Time for some relief from ACA-mania.
This Mark Bittman column from yesterday's New York Times caught my eye: "Got Milk? You Don't Need It." Bittman confronts the "perfect food" mythology of milk -- and goes after it where it really hurts, namely the 50 million or so lactose intolerant Americans. I didn't realize it -- those 50 million include 90% of all Asian Americans and 75% of all African Americans, Mexican Americans, and Jews.
For Bittman, though, it's also personal, because he is one of the 50 million, so much so that:
"When I was growing up, drinking milk at every meal, I had a chronic upset stomach. (Channeling my inner Woody Allen, I'll note that I was therefore treated as a neurotic, which, in fairness, I was anyway.) In adolescence, this became chronic heartburn, trendily known as GERD or acid reflux, and that led to a lifelong Tums habit (favorite flavor: wintergreen) and an adult dependence on Prevacid, a proton-pump inhibitor."
"...three months ago, I decided to give up dairy products as a test. Twenty-four hours later, my heartburn was gone. Never, it seems, to return. In fact, I can devour linguine puttanesca (with anchovies) and go to bed an hour later; fellow heartburn sufferers will be impressed. Perhaps equally impressive is that I mentioned this to a friend who had the same problem, tried the same approach, and had the same results. Presto! No dairy, no heartburn! (A third had no success. Hey, it's not a controlled double-blind experiment, but there is no downside to trying it.)"
I have known individuals who have had the same experience. More than that, my brother-in-law, a naturopathic physician in Connecticut, routinely advises his patients with various gastro-intestinal ailments, before trying drugs or other interventions, first to try giving up dairy and/or gluten, to see what that does to the ailment.
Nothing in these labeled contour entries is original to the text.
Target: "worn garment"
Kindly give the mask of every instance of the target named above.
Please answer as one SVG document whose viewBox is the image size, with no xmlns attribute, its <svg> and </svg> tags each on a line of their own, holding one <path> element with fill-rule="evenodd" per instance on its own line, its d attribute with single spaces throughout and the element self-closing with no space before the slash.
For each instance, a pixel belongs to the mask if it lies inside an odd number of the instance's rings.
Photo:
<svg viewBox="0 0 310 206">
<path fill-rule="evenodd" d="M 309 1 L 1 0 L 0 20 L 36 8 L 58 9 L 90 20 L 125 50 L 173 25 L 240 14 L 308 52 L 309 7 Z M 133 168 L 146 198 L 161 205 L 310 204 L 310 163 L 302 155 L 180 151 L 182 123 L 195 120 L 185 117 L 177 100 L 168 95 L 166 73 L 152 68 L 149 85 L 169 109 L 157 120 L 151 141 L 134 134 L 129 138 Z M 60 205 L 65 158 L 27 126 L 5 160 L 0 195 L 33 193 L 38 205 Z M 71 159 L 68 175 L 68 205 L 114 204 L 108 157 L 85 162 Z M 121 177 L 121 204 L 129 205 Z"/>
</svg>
More than half the time, he reports, one or the other move eliminates the problem, just as it did for Bittman.
If you read the Bittman column, by all means read the string of negative comments at the end. One thing about food -- it's as personal as it gets.
Here's my humble conclusion: in America, we commonly advise people to talk with their physicians for nutrition advice. Yet the overwhelming majority of physicians learn nothing or nearly nothing in medical school about nutrition. They know as little as the rest of us about what to eat. Meanwhile, our federal government advises us that everyone should drink at least three cups of milk and dairy per day, a position backed up by billions in dairy industry money funneled through a U.S. Department of Agriculture entity called the Dairy Management Council.
Advising a patient to cut out dairy or gluten before grabbing pills and other expensive treatments -- it makes sense and it's free. For millions who have no idea they are lactose intolerant, it's a "get out of jail free" card that can prevent misery and medical bills for many, and can save lots of money for the rest of us.
"Let food by thy medicine and medicine by thy food." Hippocrates.